Hacker News new | past | comments | ask | show | jobs | submit login
Show HN: SpeechBoard – Edit Podcasts from the Transcript (speechboard.co)
190 points by craigcannon on Nov 10, 2017 | hide | past | favorite | 69 comments



Hey HN!

Craig from YC here. Ramon Recuero and I built SpeechBoard.

Here's how it works: you record a podcast and upload it to SpeechBoard. We run it through a few speech to text APIs to generate a transcription for you. From there you can delete words from the transcript and we cut them from the audio.

Then you can download three files: your edited audio, your original file with cuts marked in metadata for importing to Audition/Audacity, and labels for importing into Audacity.

Nailing the in/out points of words was the hardest part, which led us to create the Audition/Audacity import feature and now I think that's the best part :)

Let us know what you think!


This is great! You've nailed one of the major pain-points in creating and producing high quality podcasts/audiobooks.
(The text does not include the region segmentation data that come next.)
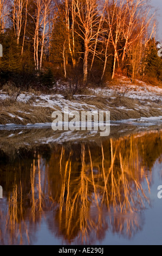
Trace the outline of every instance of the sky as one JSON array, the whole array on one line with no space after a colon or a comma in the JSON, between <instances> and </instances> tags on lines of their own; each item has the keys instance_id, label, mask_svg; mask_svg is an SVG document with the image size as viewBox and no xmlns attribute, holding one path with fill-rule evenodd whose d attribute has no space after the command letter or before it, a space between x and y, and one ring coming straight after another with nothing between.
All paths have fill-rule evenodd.
<instances>
[{"instance_id":1,"label":"sky","mask_svg":"<svg viewBox=\"0 0 162 256\"><path fill-rule=\"evenodd\" d=\"M158 22L156 39L162 42L162 0L151 0L151 5L159 9L157 15Z\"/></svg>"}]
</instances>

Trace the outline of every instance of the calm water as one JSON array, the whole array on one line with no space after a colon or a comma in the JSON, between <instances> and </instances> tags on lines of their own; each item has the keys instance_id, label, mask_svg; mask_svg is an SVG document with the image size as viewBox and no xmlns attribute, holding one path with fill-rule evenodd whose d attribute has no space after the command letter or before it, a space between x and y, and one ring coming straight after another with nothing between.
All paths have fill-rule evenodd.
<instances>
[{"instance_id":1,"label":"calm water","mask_svg":"<svg viewBox=\"0 0 162 256\"><path fill-rule=\"evenodd\" d=\"M1 245L162 244L162 132L15 148L0 151Z\"/></svg>"}]
</instances>

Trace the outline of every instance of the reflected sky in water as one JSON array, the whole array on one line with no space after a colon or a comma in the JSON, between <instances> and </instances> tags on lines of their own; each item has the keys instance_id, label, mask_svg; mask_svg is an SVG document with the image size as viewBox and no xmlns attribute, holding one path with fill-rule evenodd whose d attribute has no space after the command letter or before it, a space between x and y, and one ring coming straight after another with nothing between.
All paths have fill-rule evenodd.
<instances>
[{"instance_id":1,"label":"reflected sky in water","mask_svg":"<svg viewBox=\"0 0 162 256\"><path fill-rule=\"evenodd\" d=\"M162 244L162 132L0 151L1 245Z\"/></svg>"}]
</instances>

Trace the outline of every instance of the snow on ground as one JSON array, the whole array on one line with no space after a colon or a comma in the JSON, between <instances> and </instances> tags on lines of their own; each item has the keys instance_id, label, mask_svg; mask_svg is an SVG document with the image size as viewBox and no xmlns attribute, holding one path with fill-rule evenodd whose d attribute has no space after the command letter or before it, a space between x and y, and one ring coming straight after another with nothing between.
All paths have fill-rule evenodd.
<instances>
[{"instance_id":1,"label":"snow on ground","mask_svg":"<svg viewBox=\"0 0 162 256\"><path fill-rule=\"evenodd\" d=\"M112 113L113 114L113 111L115 110L117 118L112 120L120 120L120 122L127 123L127 124L147 123L148 125L150 124L152 125L155 121L161 124L162 88L149 86L141 81L137 82L138 85L133 85L128 79L122 77L119 79L118 83L116 82L114 85L107 84L107 86L104 88L87 89L89 92L87 94L75 95L73 96L72 100L65 98L60 92L57 94L47 95L42 93L36 95L34 93L23 92L18 96L17 101L19 102L28 104L29 108L28 107L28 110L25 108L18 109L17 108L17 112L15 111L12 113L12 111L8 111L7 114L11 118L19 119L20 124L24 124L25 117L23 114L29 116L32 115L35 107L49 108L53 112L53 109L63 111L65 107L68 107L69 111L109 110L111 111L111 114ZM61 86L60 86L61 87ZM121 101L121 103L120 103L118 102L119 96L122 99L132 99L132 102L133 100L138 100L138 101L133 101L133 105L132 106L132 102L127 104L127 102L123 103ZM0 101L3 102L3 101L9 99L9 96L8 94L0 90ZM114 103L113 103L114 101ZM100 105L100 103L101 103ZM5 109L5 107L4 107L4 109ZM159 112L156 111L155 114L155 113L152 113L152 110L153 109L159 111ZM160 115L160 116L148 118L141 117L140 119L134 119L129 118L130 117L133 118L137 116L139 117L145 115L145 113L147 113L148 109L150 110L150 114L146 115L146 116L148 117L154 114L157 116ZM135 113L135 111L137 113ZM122 115L120 115L124 112L129 113L124 117L124 118L127 118L127 119L124 119L123 117L122 117ZM133 112L133 113L131 112ZM137 115L137 113L140 113L140 115ZM142 114L144 115L142 115ZM9 122L7 123L13 123L13 120L10 120ZM18 124L19 122L16 123ZM28 124L27 126L33 126L33 124ZM13 124L7 124L7 125L10 126L13 125ZM17 125L14 124L14 125L15 126ZM43 124L35 124L34 125L35 127L43 127L44 126L49 126L51 124L44 122ZM1 127L1 125L0 126Z\"/></svg>"}]
</instances>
The other major pain-point that I've identified after spending 10 years in the podcast and audiobook industries is audio mastering. As a mastering engineer, I know how troublesome it can be to master audio so that it is at a competitive dynamic range.
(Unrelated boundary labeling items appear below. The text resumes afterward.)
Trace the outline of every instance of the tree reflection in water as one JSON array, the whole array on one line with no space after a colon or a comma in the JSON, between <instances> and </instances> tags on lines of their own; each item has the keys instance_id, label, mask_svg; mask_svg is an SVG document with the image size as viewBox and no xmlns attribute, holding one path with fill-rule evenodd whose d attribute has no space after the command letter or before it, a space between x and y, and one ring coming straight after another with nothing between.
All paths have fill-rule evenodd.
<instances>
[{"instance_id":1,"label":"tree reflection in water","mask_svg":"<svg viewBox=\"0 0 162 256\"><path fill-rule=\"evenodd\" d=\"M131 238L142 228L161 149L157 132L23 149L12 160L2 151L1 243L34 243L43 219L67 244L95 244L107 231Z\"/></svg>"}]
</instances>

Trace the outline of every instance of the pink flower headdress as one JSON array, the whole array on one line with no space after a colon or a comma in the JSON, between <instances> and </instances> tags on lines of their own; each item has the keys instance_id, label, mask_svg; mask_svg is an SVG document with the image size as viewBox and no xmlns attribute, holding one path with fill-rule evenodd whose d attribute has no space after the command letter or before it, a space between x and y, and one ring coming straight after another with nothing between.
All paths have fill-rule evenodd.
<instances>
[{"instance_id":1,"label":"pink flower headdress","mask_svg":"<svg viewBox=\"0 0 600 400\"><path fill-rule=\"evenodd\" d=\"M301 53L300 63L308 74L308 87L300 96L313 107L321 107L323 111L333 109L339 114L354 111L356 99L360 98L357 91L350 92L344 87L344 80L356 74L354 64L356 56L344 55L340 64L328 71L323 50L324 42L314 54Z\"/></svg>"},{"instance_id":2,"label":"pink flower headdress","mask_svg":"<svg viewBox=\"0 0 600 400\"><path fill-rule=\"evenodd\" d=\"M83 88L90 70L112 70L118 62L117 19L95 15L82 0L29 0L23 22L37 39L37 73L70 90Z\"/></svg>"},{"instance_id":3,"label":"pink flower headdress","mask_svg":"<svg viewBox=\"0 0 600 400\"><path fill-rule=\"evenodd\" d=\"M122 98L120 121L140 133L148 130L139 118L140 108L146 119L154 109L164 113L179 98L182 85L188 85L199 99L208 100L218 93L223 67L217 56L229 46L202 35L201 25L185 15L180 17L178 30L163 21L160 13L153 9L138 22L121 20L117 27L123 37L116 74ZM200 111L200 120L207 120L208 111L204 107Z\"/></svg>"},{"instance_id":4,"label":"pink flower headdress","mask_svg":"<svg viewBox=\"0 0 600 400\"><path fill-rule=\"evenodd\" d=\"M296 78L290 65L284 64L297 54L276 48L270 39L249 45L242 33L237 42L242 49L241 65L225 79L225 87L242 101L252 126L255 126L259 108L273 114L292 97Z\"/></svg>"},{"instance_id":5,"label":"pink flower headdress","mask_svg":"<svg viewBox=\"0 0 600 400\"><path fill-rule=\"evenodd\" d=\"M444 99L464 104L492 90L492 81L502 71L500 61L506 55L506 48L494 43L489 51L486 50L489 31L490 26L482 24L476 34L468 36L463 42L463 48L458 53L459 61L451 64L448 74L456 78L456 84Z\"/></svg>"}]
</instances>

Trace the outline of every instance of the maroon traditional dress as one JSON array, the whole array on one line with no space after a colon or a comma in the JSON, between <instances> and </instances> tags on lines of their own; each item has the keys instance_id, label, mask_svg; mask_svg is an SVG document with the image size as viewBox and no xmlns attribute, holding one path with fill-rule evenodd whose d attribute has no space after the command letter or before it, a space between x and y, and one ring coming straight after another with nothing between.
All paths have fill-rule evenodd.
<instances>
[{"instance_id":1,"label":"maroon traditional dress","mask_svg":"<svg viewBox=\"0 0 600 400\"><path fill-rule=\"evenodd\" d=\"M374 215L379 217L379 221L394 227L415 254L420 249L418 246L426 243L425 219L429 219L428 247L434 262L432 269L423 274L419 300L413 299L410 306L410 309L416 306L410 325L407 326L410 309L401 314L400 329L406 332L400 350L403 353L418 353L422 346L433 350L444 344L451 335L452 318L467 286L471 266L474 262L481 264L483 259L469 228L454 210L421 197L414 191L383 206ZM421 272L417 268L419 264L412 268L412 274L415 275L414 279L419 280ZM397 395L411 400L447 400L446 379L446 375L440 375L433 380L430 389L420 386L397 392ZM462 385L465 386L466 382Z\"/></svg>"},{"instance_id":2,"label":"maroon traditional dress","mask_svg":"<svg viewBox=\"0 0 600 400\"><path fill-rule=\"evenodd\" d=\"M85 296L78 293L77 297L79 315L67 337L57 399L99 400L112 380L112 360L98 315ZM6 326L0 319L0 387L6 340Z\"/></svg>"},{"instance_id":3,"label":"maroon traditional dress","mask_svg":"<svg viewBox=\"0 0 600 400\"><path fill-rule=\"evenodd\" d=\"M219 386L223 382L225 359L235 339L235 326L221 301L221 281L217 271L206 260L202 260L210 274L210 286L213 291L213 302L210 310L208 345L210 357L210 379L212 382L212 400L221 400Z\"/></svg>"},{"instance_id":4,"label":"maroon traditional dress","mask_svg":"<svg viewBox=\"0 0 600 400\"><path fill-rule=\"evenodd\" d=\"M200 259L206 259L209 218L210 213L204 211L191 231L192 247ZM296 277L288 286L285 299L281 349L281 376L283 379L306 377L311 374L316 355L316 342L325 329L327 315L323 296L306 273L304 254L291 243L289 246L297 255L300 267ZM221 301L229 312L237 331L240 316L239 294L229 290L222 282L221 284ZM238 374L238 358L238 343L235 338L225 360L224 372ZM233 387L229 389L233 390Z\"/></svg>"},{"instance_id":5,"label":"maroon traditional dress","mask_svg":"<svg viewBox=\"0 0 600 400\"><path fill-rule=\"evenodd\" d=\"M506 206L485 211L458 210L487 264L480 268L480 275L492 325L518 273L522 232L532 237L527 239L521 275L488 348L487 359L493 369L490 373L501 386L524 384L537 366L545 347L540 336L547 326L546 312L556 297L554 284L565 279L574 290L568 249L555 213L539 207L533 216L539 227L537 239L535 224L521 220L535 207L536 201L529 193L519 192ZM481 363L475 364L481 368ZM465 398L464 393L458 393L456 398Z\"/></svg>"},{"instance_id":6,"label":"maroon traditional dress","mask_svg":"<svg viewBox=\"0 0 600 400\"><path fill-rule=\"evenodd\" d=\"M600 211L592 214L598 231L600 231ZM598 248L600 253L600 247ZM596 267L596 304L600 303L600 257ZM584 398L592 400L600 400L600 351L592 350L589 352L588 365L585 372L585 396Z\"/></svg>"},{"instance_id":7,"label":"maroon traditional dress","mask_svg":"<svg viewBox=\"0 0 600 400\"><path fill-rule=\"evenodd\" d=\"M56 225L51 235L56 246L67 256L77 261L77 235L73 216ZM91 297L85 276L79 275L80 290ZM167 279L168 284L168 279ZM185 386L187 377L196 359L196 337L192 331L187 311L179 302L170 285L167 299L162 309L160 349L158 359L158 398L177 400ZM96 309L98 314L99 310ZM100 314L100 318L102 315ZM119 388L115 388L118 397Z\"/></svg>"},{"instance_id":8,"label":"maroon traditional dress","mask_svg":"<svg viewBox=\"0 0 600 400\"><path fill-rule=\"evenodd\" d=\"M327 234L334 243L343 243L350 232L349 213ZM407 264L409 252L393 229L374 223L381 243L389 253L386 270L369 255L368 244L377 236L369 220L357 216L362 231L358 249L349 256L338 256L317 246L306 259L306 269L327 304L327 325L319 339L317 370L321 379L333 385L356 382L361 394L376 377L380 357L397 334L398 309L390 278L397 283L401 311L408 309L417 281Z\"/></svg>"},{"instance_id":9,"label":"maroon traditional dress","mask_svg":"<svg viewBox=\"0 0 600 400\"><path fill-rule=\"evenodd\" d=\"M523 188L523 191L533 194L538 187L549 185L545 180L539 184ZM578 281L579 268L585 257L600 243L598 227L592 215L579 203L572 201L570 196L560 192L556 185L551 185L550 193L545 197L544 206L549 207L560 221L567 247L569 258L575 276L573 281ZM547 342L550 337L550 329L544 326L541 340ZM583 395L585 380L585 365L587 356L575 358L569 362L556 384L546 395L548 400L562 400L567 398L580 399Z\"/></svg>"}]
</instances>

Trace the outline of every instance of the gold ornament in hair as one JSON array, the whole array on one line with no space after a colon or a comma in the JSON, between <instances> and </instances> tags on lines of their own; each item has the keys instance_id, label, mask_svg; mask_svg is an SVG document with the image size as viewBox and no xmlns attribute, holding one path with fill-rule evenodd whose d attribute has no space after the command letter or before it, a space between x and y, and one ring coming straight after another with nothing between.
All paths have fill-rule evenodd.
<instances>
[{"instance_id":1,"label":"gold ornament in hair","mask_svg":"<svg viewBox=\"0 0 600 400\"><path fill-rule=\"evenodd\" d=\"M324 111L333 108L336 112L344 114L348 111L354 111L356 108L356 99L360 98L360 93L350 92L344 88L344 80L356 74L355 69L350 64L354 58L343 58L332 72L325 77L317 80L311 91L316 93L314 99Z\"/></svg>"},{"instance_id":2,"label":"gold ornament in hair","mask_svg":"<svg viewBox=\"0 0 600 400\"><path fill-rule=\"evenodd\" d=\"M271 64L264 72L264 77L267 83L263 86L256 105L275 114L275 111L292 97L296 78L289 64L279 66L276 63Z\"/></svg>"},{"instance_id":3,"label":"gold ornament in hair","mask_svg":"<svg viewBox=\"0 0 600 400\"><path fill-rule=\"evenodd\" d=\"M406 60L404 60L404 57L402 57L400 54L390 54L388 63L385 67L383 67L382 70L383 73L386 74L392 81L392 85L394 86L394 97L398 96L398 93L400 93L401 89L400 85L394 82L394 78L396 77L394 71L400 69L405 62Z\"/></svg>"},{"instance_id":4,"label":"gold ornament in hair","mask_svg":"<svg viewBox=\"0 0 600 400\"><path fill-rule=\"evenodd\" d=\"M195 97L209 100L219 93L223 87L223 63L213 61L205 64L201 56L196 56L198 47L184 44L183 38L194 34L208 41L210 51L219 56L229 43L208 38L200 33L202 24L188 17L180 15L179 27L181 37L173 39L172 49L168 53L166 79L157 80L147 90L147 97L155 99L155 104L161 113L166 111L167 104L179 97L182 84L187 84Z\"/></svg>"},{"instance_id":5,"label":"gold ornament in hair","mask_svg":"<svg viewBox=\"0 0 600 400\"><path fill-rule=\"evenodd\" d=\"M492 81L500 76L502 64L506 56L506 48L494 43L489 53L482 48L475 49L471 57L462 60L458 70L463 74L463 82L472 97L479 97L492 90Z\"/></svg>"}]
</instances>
Would you be interested in implementing an "auto-master" feature that I've developed? If so, please reach out! My email is in my HN profile.


I think you can pass the output audio file through https://auphonic.com/ and that will get the job done for you.


Really nice + fun.

One suggestion is to be able to add extra silence (whitenoise?) so we can retain a natural flow after cutting aggressively.
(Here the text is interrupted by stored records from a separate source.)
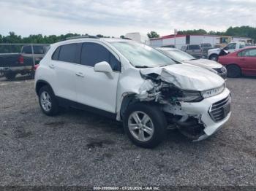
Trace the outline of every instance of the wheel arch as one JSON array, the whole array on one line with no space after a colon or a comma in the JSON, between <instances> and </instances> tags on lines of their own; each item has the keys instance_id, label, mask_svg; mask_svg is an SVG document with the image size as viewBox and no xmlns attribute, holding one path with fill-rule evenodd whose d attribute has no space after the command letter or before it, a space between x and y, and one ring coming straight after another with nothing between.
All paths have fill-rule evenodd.
<instances>
[{"instance_id":1,"label":"wheel arch","mask_svg":"<svg viewBox=\"0 0 256 191\"><path fill-rule=\"evenodd\" d=\"M54 93L54 91L52 88L52 87L50 86L50 85L49 84L49 82L48 82L47 81L45 80L42 80L42 79L39 79L37 82L37 84L36 84L36 93L37 93L37 95L39 96L39 91L40 90L41 87L45 86L45 85L48 85L50 87L50 88L53 90L53 93ZM55 94L55 93L54 93Z\"/></svg>"},{"instance_id":2,"label":"wheel arch","mask_svg":"<svg viewBox=\"0 0 256 191\"><path fill-rule=\"evenodd\" d=\"M129 106L131 104L133 104L135 103L144 103L146 104L161 106L160 104L159 104L157 102L154 102L154 101L141 101L140 100L136 98L135 96L136 96L135 93L132 93L132 94L127 94L124 97L124 98L122 100L121 105L120 111L119 111L118 115L118 119L119 120L121 120L121 121L123 120L124 113L127 111Z\"/></svg>"}]
</instances>

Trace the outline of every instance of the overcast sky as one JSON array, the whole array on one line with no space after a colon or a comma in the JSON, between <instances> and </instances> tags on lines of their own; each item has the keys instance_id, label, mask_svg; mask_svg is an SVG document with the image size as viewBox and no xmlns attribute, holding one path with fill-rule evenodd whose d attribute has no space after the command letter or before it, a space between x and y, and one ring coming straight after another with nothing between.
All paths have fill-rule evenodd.
<instances>
[{"instance_id":1,"label":"overcast sky","mask_svg":"<svg viewBox=\"0 0 256 191\"><path fill-rule=\"evenodd\" d=\"M119 36L173 29L255 27L256 0L1 0L0 34Z\"/></svg>"}]
</instances>

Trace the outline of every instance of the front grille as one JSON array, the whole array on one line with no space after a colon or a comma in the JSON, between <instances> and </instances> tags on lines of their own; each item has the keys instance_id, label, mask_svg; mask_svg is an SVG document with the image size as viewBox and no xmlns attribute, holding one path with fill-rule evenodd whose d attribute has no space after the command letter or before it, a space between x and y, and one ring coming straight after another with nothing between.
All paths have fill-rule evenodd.
<instances>
[{"instance_id":1,"label":"front grille","mask_svg":"<svg viewBox=\"0 0 256 191\"><path fill-rule=\"evenodd\" d=\"M225 66L223 66L222 68L217 68L214 69L216 70L218 73L222 73L222 74L227 71L227 69Z\"/></svg>"},{"instance_id":2,"label":"front grille","mask_svg":"<svg viewBox=\"0 0 256 191\"><path fill-rule=\"evenodd\" d=\"M214 122L219 122L227 117L230 112L230 96L214 103L209 114Z\"/></svg>"}]
</instances>

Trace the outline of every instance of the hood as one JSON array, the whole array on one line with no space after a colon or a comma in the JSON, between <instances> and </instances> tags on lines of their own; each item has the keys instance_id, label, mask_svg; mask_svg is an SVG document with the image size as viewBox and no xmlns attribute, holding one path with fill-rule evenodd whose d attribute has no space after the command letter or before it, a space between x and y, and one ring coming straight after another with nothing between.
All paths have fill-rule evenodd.
<instances>
[{"instance_id":1,"label":"hood","mask_svg":"<svg viewBox=\"0 0 256 191\"><path fill-rule=\"evenodd\" d=\"M157 74L162 81L183 90L203 91L220 87L225 81L217 74L196 66L173 64L140 69L144 75Z\"/></svg>"},{"instance_id":2,"label":"hood","mask_svg":"<svg viewBox=\"0 0 256 191\"><path fill-rule=\"evenodd\" d=\"M208 59L197 59L191 61L184 61L183 62L186 63L190 63L203 68L210 68L210 69L218 69L222 68L222 65L211 60Z\"/></svg>"},{"instance_id":3,"label":"hood","mask_svg":"<svg viewBox=\"0 0 256 191\"><path fill-rule=\"evenodd\" d=\"M209 54L209 53L211 53L211 52L219 52L220 50L221 50L220 48L212 48L212 49L209 49L209 50L208 50L208 53Z\"/></svg>"}]
</instances>

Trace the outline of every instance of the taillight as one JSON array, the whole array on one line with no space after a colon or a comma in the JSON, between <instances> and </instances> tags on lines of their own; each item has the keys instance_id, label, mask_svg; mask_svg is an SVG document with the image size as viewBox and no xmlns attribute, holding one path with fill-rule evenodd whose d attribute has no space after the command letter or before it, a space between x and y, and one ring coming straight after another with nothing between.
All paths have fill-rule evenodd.
<instances>
[{"instance_id":1,"label":"taillight","mask_svg":"<svg viewBox=\"0 0 256 191\"><path fill-rule=\"evenodd\" d=\"M18 61L19 61L19 63L24 63L24 58L22 55L20 55Z\"/></svg>"}]
</instances>

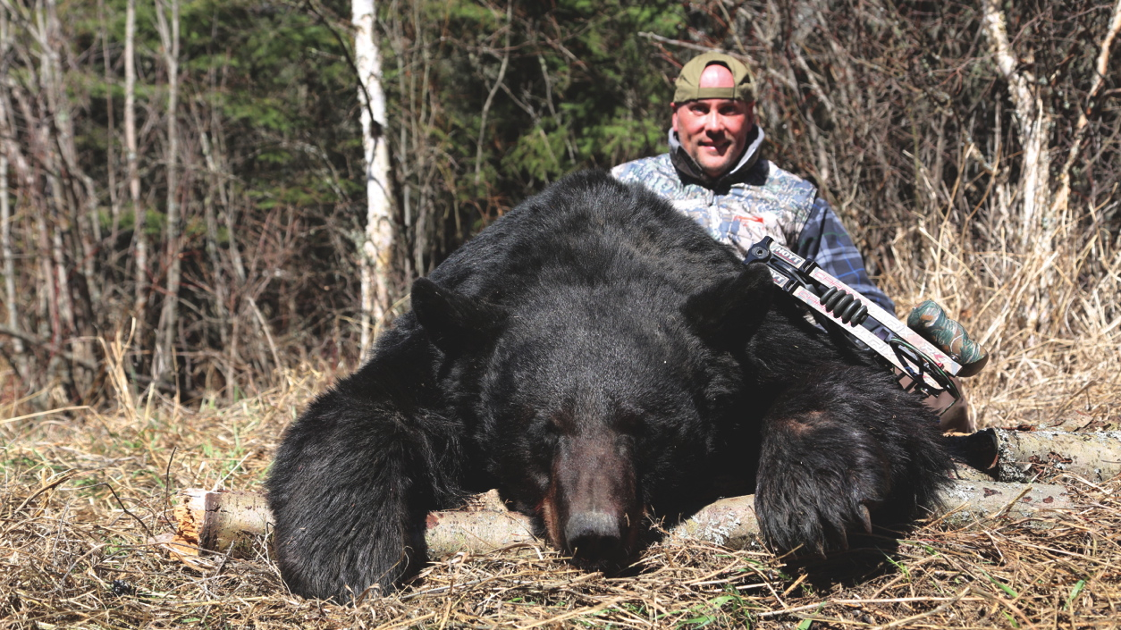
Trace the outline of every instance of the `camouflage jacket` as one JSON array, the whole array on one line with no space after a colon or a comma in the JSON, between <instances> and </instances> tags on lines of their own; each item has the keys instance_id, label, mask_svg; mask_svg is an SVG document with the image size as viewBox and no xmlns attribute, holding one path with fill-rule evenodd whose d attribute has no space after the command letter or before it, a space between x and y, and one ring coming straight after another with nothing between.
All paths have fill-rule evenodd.
<instances>
[{"instance_id":1,"label":"camouflage jacket","mask_svg":"<svg viewBox=\"0 0 1121 630\"><path fill-rule=\"evenodd\" d=\"M669 200L741 257L771 237L893 313L895 305L868 277L860 251L817 188L759 158L763 137L757 126L740 163L716 182L698 174L673 130L670 152L621 164L611 174Z\"/></svg>"}]
</instances>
Maybe recognize an ellipses ... and add a second or two?


Smart! Keywords could be really handy. [Add Intro Music] and that sort of thing.


This is pretty great, I will see if we can use it for our conference calls as well. Could you share some of the technical details behind the project?


Nice! Yeah, we've run into a few interesting use cases already e.g. sermons, which I didn't even know were recorded.

So it's written in Python and the main API we rely on is IBM's Speech to Text.

One thing that became an issue was deleting half of a word or inserting characters. Now we handle that with JavaScript. In the future we'd like to get some Lyrebird in there :)

If you have specific questions just lmk.


Impressed that you’re going to incorporate Lyrebird!


Just trying to automate myself out of a job :)


Do you have a privacy policy?

Are you storing the audio and/or edited transcripts?


We're not storing anything.

But we don't have a formal policy. We'll work on that.


Thanks! It's likely obvious to users with a technical background, but others might not realize that the STT APIs used by this service could retain uploaded audio data.


Very cool! I did find that if I remove "three" there's a noticeable jump in the resulting audio. But it's great that I can take the output and further refine it.


Thanks! Yeah, the word in/out points still aren't perfect so the imports really help there.


Hey Craig, how do you transcribed the audio in your app? and presumably, it only supports English (atm)?


Hey!

We do it with a few speech to text APIs.

We've only tested with English so far but it should be able to handle a bunch: Arabic, English, Spanish, French, Portuguese, Japanese, and Mandarin.


So not just one provider?


Is encoding time the only thing from preventing this from extending to video?


Encoding time + file size for uploads.

It's definitely something we're interested in though.

Check out ScriptSync too - http://www.avid.com/products/media-composer-scriptsync-optio...

I also talked about this project in depth on Spencer Wright's podcast - https://theprepared.org/podcast-feed/2017/10/15/craig-cannon...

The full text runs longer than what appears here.